“When Herod died, a Divine Messenger came to Joseph in Egypt in a dream saying, ‘Get up, take the child and his mother and go to the land of Israel. The one who wanted to kill the child is dead'” (Matthew 2.20).
Joseph, again, dreams. This is the last one recorded and, in Matthew’s account, the last we hear of Joseph. It’s thought that he died while Jesus was still young, slipping out of the story and leaving an unknown but surely significant mark upon the boy who would grow up to become the man who would turn things upside down.
I wonder if this dream, at its outset, frightened Joseph. The Messenger’s words begin exactly as they did in the warning that sent this little family on its late night run to the south: get up, take the child and his mother. Time had passed. The three of them probably lived an anonymous life in a quiet Egyptian suburb. They told none of their neighbors about who their child was or who had come to visit him. Joseph may even have begun to let his guard down, believe that the child was safe from Herod’s reach.

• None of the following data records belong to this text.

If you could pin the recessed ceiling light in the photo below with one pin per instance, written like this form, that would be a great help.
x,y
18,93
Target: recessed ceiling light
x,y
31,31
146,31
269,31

But with that beginning, I imagine Joseph’s heart began to race. Oh no, he might have thought, they’ve found us. At that moment, Herod’s hand-picked hunters were already at the outskirts of their little town. They’d have to run, again. They would, again, have to leave everything—the business Joseph had just begun to turn a profit on, the friends they’d made, this little place they’d come to call home. Where would they go now? Would they be running forever?
The next word was different, though. Before, the Messenger had told him to flee, to escape. This time the Messenger said to go, to take a trip. The urgency was gone. No one was after them this time. Herod, at least the Herod who had been willing to kill a child, was dead.
This message must have let Joseph and Mary breathe a sigh of relief, one they may not have realized they’d been holding. The danger had passed.
But with it, I imagine, came sadness. They were leaving. They would have time to tie up their affairs, perhaps find someone to buy Joseph’s business and sell the house for a decent price, but they would have to leave, start over. And even though they were going to their own country, they’d be strangers again.
Disasters and heartache are not the only things to propel us into the new and unfamiliar. Sometimes, it’s good news that sends us on a new and unexpected journey—either physical, spiritual, or emotional. But we are still encountering change, having things uprooted for planting elsewhere. This is what happens in this Time Being.
But, for what it’s worth, we’re reminded that we do not go alone. Even before he began his wandering, itinerant ministry, Jesus was on the road. He knew and knows what it is to leave behind friends, familiarity.
And he goes with us, wherever the Way may take us.
Jesus our companion, be with us in all the places this life takes us.